1 JUN 2022

How media rights deals are shaping the global soccer landscape?

This year’s UEFA Champions League final once again demonstrated that sports are a huge draw not only for viewers but for media buyers, and the payoffs for rights holders are rising, Nielsen assured in its latest report.

Share

The UEFA Champions League final is commonly one of the world’s most-viewed annual sporting events. And viewers are not the only ones rallying: sports are a huge draw for media buyers, and the payoffs for rights holders are rising, Nielsen assured in its latest report.

In 2018, nearly 106 million people tuned in when Real Madrid won the championship over Liverpool —the largest audience in the last five finals. It was the Spanish giant’s third-straight UEFA Champions League crown, fourth in five years. The 2019 and 2021 editions were all-England Finals, resulting in lower viewership interest in other parts of the world.

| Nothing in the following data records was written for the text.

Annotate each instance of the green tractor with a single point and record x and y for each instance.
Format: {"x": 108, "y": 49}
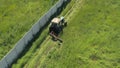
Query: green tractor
{"x": 56, "y": 26}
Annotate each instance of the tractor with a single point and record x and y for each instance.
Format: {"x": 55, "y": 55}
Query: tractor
{"x": 56, "y": 26}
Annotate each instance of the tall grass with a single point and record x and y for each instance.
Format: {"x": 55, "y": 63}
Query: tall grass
{"x": 91, "y": 39}
{"x": 17, "y": 17}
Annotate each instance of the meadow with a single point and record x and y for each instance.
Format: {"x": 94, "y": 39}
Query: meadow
{"x": 91, "y": 39}
{"x": 17, "y": 17}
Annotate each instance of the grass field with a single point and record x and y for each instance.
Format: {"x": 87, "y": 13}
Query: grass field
{"x": 17, "y": 17}
{"x": 91, "y": 39}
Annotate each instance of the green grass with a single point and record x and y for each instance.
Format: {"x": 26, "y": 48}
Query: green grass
{"x": 91, "y": 39}
{"x": 17, "y": 17}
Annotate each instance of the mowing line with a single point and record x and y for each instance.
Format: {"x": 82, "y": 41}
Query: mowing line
{"x": 45, "y": 43}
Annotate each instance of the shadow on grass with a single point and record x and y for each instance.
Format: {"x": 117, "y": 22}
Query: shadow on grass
{"x": 30, "y": 43}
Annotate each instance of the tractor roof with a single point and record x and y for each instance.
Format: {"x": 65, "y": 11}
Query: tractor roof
{"x": 55, "y": 20}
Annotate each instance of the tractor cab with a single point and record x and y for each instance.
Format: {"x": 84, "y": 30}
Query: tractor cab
{"x": 56, "y": 26}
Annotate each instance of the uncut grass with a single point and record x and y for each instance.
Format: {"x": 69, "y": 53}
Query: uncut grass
{"x": 38, "y": 50}
{"x": 91, "y": 39}
{"x": 17, "y": 17}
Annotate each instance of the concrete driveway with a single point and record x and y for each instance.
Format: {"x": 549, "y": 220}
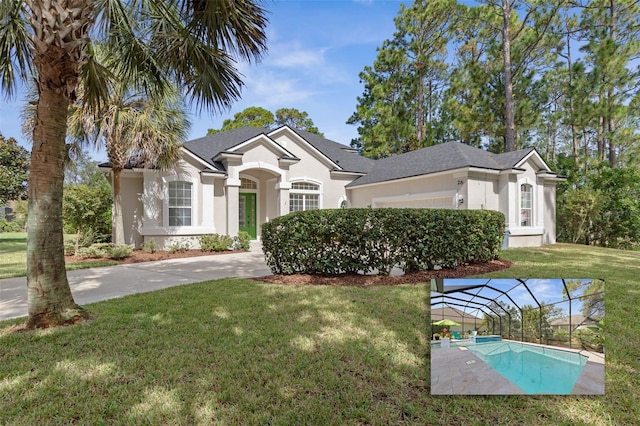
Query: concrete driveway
{"x": 94, "y": 285}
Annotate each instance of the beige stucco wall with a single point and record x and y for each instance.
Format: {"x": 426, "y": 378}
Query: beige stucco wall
{"x": 131, "y": 190}
{"x": 482, "y": 191}
{"x": 479, "y": 190}
{"x": 212, "y": 210}
{"x": 549, "y": 236}
{"x": 204, "y": 212}
{"x": 315, "y": 168}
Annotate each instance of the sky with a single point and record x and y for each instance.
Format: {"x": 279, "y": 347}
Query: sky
{"x": 316, "y": 49}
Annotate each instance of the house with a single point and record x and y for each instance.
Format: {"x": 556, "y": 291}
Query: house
{"x": 467, "y": 321}
{"x": 237, "y": 180}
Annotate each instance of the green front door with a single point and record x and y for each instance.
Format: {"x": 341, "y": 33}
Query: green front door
{"x": 247, "y": 214}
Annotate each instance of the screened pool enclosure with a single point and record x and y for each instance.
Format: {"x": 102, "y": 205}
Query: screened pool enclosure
{"x": 559, "y": 312}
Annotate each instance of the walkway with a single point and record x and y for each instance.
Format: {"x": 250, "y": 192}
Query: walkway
{"x": 97, "y": 284}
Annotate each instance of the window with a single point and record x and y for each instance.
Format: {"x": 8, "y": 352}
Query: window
{"x": 526, "y": 203}
{"x": 304, "y": 196}
{"x": 180, "y": 203}
{"x": 247, "y": 184}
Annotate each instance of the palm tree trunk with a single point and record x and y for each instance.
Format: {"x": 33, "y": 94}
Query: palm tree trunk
{"x": 58, "y": 57}
{"x": 48, "y": 294}
{"x": 118, "y": 223}
{"x": 509, "y": 104}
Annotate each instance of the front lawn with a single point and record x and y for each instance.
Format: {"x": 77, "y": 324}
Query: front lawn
{"x": 236, "y": 351}
{"x": 13, "y": 256}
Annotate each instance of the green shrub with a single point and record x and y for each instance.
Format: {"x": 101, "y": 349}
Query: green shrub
{"x": 242, "y": 241}
{"x": 367, "y": 240}
{"x": 106, "y": 250}
{"x": 120, "y": 251}
{"x": 215, "y": 242}
{"x": 149, "y": 246}
{"x": 69, "y": 249}
{"x": 6, "y": 226}
{"x": 180, "y": 246}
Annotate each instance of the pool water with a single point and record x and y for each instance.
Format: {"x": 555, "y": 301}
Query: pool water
{"x": 534, "y": 369}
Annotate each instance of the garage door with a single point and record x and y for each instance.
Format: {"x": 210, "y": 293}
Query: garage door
{"x": 423, "y": 203}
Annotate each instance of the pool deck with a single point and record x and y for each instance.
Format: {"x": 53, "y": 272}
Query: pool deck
{"x": 457, "y": 371}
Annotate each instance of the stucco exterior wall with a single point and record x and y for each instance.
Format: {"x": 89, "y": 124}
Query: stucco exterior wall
{"x": 482, "y": 192}
{"x": 549, "y": 236}
{"x": 131, "y": 188}
{"x": 313, "y": 167}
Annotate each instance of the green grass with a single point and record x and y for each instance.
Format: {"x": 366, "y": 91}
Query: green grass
{"x": 239, "y": 352}
{"x": 230, "y": 352}
{"x": 13, "y": 255}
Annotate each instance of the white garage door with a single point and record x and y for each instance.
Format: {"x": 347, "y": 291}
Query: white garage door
{"x": 423, "y": 203}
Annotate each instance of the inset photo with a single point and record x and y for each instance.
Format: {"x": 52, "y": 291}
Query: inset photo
{"x": 517, "y": 336}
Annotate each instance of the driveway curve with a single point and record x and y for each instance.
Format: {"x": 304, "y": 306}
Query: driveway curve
{"x": 109, "y": 282}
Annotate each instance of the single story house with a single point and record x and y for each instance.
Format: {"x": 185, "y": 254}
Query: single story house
{"x": 467, "y": 321}
{"x": 237, "y": 180}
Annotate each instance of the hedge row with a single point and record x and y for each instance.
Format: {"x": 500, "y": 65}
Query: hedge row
{"x": 367, "y": 240}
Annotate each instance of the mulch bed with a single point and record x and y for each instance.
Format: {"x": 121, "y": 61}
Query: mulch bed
{"x": 359, "y": 280}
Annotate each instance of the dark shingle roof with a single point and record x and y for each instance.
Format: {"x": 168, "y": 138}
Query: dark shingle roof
{"x": 211, "y": 145}
{"x": 438, "y": 158}
{"x": 340, "y": 154}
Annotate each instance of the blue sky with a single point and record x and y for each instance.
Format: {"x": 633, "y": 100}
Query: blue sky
{"x": 316, "y": 51}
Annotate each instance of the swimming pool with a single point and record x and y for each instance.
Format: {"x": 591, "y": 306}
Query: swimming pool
{"x": 534, "y": 369}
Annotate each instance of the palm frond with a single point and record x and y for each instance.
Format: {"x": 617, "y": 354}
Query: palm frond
{"x": 15, "y": 45}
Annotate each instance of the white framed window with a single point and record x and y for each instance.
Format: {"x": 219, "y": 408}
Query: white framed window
{"x": 526, "y": 204}
{"x": 303, "y": 196}
{"x": 180, "y": 203}
{"x": 248, "y": 184}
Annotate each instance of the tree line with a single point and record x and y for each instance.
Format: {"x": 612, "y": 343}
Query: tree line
{"x": 562, "y": 76}
{"x": 507, "y": 74}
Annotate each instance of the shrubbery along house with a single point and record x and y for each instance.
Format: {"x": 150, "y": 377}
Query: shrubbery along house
{"x": 237, "y": 180}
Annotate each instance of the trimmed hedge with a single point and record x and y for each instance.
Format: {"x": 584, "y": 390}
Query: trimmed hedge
{"x": 340, "y": 241}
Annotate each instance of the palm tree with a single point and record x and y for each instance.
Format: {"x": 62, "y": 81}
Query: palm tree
{"x": 153, "y": 45}
{"x": 136, "y": 130}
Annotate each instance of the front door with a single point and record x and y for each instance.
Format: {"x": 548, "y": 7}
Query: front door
{"x": 247, "y": 214}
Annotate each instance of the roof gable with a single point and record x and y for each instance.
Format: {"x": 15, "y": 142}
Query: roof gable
{"x": 440, "y": 158}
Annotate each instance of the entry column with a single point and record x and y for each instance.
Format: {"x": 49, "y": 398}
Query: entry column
{"x": 233, "y": 199}
{"x": 283, "y": 195}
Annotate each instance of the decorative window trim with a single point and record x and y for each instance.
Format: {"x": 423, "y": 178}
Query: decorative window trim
{"x": 165, "y": 202}
{"x": 253, "y": 183}
{"x": 532, "y": 199}
{"x": 305, "y": 193}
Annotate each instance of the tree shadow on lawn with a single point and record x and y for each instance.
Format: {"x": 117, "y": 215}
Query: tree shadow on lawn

This year’s Champions League final —a rematch between Real Madrid and Liverpool— promised to draw an especially large audience. According to Nielsen Gracenote’s Euro Club Index, a ranking of European football clubs, 2022 marked the first time since 2011 that two of the three best teams in Europe met for a final since FC Barcelona beat out Manchester United for the cup in 2011. In fact, nine of the world’s 20 best players on Gracenote’s Global Player Index took the field during the final this year.

The championship also underscored the recent dominance of Premier League clubs in the Champions League finals. Since 2018, English clubs have taken five out of eight Champions League final places and won two of the last three competitions. According to Nielsen, this improvement in the fortunes of Premier League clubs internationally coincides with growth in the media rights income for the competition.

Since the 2010-13 media rights package was sold for nearly $5 billion, the Premier League has increased the value of its domestic and international media rights by over 170% to $12.8 billion for the 2022-25 package. By the 2018-19 season, Premier League teams were dividing $7 billion more dollars in media rights fees than a decade earlier. 2019 also marks the first time a Premier League club, Liverpool, won the UEFA Champions League title since 2012.

“As the club fixture with the biggest global audience, the UEFA Champions League final provides a solid return on investment for brands and rights holders. The increased international audience provides teams and their sponsors access to a broader set of viewers and fans who would otherwise watch them in their domestic leagues each week,”  the report said.

According to Nielsen, the increase in audience size is driving an increase in value for broadcasting rights. UK pay-TV broadcaster BT Sport, for example, agreed to a $1.5 billion deal to retain exclusive broadcast rights to the UEFA Champions League, Europa League, and the new third-tier Europa Conference League from 2021 to 2024.